Pegou o bisturi e o deslizou pela derme. O corte expôs umas granulas de gordura, o tecido amarelo. De dentro emergia a primeira palavra.
– Tirei um ódio! – anunciou o cirurgião.
E lá se foi o ódio grafado, recém nascido das entranhas, maculado de sangue, para as mãos da enfermeira. Um ódio velho, tomado de ranhuras e cicatrizes.
No monitor, o coração pulsava cadenciado. A pressão estável. O médico aprofundou o corte até encontrar a caixa torácica. A seguir usou o extensor para afastar as costelas. Assim que abriu uma brecha, borbotaram raivas e ódios, uma dúzia de vocábulos furiosos jorrou sobre o límpido tecido verde-claro que delimitava o campo. Estavam enegrecidos e fétidos. Um cheiro horrível de podre encheu a sala. O doutor respirou com dificuldade atrás da máscara.
Com a pinça começou a remover as palavras enredadas no pericárdio, estava infestado de mágoas e tristezas. Retirava os substantivos purulentos e os depositava na cuba metálica, que ia se enchendo. Os vocábulos putrefatos iriam todos para análise.

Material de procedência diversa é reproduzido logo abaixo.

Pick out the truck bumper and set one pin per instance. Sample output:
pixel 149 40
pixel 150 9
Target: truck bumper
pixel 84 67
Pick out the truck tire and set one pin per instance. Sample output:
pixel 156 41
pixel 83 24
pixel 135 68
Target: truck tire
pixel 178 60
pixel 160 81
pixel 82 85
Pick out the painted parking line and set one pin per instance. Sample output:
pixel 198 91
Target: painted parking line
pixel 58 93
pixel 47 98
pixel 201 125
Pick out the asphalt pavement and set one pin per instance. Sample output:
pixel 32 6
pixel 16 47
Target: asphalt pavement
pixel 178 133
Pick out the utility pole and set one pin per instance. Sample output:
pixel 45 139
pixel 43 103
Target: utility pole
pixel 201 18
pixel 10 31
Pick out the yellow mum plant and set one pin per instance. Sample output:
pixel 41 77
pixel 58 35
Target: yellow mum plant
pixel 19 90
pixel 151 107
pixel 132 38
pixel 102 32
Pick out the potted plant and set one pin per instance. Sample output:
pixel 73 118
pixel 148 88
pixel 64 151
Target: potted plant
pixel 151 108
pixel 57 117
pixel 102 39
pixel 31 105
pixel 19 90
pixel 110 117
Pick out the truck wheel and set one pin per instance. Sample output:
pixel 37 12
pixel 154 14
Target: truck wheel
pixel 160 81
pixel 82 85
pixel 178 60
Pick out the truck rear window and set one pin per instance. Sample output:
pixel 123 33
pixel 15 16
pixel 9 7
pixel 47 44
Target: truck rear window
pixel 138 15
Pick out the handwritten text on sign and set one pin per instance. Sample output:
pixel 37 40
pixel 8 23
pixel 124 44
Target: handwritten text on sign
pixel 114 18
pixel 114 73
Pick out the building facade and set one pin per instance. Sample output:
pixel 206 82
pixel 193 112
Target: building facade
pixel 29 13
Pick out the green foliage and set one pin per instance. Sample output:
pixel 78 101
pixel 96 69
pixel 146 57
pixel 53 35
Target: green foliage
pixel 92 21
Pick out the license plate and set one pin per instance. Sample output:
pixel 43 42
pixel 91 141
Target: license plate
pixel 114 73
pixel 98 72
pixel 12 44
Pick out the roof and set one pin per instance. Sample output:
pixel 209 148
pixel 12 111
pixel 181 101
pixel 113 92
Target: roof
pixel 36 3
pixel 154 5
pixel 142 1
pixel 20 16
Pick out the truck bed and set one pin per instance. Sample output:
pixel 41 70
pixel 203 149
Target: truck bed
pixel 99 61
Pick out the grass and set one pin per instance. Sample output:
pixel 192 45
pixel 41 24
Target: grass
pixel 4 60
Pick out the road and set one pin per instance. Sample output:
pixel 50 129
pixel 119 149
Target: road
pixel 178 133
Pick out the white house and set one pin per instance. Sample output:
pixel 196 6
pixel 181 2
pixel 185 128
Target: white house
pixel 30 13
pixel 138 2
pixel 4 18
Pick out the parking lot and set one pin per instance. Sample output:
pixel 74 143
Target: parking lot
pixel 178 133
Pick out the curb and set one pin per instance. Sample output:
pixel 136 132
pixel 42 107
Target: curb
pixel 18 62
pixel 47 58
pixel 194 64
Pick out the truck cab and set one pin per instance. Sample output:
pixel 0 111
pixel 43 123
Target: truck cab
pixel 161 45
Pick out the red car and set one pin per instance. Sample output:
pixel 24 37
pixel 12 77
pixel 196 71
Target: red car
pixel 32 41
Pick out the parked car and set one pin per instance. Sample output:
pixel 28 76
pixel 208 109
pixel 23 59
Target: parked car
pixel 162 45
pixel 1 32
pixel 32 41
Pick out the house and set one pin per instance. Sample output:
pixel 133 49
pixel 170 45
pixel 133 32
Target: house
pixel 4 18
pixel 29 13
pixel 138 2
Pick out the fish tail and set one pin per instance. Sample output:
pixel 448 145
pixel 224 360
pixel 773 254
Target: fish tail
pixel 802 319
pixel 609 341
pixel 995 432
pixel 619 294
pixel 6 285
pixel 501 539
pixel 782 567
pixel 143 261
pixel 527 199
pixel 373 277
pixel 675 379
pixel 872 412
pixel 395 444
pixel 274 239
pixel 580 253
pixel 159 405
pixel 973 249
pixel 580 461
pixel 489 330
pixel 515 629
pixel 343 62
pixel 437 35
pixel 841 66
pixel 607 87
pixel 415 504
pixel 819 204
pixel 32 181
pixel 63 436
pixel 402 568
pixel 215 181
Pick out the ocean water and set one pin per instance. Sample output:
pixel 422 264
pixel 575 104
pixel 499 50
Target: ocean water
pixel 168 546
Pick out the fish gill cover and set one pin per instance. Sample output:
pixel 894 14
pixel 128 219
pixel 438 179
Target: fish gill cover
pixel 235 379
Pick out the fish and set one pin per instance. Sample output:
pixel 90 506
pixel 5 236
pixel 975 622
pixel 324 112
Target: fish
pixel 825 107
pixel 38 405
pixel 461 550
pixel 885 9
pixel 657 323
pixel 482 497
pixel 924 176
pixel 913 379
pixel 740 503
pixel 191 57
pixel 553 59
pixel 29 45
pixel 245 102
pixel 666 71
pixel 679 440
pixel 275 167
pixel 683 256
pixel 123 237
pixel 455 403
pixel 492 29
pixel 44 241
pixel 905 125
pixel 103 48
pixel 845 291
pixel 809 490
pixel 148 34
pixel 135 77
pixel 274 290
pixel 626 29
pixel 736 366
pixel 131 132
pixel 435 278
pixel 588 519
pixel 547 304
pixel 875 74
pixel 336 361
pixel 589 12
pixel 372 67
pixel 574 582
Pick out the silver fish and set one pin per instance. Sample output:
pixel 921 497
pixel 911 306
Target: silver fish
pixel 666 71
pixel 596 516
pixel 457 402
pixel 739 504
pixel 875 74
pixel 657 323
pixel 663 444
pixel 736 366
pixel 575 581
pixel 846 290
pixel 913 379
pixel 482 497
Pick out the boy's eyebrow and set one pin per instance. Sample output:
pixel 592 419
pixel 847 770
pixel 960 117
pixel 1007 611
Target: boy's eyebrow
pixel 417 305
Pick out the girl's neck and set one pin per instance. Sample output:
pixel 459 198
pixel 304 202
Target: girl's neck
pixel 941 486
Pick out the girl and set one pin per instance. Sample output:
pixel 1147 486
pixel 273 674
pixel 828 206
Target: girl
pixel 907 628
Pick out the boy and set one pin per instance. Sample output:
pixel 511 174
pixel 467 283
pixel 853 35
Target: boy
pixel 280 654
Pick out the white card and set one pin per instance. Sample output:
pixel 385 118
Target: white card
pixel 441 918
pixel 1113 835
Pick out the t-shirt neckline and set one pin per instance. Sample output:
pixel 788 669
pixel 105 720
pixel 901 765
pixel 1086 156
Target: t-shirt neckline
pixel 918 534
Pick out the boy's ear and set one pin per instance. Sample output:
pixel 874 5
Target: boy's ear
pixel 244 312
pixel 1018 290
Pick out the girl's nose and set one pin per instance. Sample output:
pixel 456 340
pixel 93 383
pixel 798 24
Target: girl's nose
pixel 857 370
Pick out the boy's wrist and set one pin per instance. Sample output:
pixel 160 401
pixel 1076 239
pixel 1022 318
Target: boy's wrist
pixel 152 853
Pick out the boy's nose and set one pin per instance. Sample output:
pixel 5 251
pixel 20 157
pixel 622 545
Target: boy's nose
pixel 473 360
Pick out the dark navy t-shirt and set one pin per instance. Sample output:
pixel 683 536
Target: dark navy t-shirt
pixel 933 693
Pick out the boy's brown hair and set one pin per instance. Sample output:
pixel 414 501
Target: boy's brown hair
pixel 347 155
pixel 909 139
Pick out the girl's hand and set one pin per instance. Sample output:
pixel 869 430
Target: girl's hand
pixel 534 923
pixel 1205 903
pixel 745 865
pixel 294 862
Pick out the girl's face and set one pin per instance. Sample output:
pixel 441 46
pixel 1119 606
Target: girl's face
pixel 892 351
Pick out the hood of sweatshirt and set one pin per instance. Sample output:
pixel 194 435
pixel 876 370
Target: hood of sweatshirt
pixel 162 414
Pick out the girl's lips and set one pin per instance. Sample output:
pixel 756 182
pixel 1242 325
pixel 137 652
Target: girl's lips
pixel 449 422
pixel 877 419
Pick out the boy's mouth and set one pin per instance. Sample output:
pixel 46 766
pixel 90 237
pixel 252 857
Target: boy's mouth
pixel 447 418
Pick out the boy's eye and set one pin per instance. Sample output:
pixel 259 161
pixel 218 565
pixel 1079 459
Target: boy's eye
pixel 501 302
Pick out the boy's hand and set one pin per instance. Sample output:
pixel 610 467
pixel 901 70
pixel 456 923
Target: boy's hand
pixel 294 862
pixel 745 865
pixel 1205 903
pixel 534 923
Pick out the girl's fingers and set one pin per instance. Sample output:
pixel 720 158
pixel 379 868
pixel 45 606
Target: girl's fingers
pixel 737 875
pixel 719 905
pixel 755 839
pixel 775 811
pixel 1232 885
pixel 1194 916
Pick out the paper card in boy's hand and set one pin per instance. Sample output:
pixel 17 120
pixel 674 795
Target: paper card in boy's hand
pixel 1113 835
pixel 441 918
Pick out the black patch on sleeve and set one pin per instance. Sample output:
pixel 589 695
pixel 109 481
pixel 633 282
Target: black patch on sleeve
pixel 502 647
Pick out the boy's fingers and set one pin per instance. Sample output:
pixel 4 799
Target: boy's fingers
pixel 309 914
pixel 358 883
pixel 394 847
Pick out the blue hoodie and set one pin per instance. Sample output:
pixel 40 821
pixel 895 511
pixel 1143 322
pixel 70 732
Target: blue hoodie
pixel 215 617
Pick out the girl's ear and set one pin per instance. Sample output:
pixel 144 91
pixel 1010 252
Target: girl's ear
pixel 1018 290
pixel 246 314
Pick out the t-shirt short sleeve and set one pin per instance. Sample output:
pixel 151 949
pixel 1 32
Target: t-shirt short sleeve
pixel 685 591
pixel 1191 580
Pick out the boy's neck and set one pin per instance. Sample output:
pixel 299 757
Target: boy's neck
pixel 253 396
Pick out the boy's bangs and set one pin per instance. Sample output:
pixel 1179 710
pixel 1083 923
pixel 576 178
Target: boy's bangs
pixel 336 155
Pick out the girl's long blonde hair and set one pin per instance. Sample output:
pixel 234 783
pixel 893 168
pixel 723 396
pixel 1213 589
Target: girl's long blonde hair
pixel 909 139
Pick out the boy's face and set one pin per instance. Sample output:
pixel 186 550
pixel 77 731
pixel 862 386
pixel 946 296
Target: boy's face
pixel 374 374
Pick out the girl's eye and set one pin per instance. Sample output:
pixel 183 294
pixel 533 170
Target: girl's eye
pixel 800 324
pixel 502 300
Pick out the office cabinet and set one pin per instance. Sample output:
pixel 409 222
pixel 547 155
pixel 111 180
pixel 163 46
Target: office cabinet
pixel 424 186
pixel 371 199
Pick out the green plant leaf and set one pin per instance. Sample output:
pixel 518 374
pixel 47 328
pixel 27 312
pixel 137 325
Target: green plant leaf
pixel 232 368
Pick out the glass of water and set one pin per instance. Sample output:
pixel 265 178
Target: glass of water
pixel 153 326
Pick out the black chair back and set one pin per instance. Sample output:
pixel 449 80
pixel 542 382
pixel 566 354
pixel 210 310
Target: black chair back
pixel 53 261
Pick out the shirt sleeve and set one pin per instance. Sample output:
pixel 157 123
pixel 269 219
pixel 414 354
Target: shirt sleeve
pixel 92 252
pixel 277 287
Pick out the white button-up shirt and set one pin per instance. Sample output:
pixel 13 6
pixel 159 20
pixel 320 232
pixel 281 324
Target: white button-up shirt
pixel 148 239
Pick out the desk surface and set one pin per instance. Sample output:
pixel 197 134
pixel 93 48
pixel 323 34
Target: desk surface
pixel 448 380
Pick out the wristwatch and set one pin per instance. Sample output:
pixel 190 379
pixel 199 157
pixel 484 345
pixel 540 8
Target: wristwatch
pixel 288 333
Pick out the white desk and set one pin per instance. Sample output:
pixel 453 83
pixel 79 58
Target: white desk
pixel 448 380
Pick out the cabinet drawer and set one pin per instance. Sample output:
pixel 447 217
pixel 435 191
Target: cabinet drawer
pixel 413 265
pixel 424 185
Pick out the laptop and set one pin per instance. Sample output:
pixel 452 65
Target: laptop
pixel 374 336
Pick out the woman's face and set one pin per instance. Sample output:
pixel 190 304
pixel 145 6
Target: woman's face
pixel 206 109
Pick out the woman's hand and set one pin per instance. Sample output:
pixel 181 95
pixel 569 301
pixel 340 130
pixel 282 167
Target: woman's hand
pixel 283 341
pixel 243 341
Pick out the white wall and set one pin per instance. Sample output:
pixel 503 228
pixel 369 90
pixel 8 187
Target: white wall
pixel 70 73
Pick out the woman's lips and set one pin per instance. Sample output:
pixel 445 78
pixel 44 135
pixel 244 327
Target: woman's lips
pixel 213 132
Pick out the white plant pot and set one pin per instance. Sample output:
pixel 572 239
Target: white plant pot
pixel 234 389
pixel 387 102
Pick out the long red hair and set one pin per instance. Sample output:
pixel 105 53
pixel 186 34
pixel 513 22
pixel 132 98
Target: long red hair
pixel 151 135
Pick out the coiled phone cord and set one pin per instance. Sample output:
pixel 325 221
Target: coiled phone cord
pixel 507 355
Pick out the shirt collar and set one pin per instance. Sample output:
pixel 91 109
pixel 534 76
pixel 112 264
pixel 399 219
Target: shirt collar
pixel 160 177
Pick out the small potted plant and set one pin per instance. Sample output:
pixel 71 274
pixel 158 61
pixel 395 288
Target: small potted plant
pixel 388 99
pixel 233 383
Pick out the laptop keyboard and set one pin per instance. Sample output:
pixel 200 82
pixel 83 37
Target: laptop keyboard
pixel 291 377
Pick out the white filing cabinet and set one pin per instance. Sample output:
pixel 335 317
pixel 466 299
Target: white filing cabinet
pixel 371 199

Por fim, após um meticuloso trabalho de limpeza, o doutor deparou-se com o pior: uma estenose na veia cava superior. Uma enorme raiva incrustada, de sólida fonte Impact, prestes a bloquear o fluxo sanguíneo. Optou por introduzir um cateter até o ponto da obstrução parcial. Lá, as diminutas lâminas afiadas e a borda de sucção cumpririam o intento. De fato, reduziram o vocábulo a pedaços e depois sugaram as sílabas destroçadas.
Peito limpo!
Com calma o cirurgião pôs-se a fechar os tecidos, camada por camada. Retirou os extensores. Selou o peito cosendo os pontos com cuidado. O paciente foi levado para a sala de recuperação, onde acordaria horas depois se sentindo estranhamente leve.
Sobre a mesa, a cuba repleta de palavras mortas.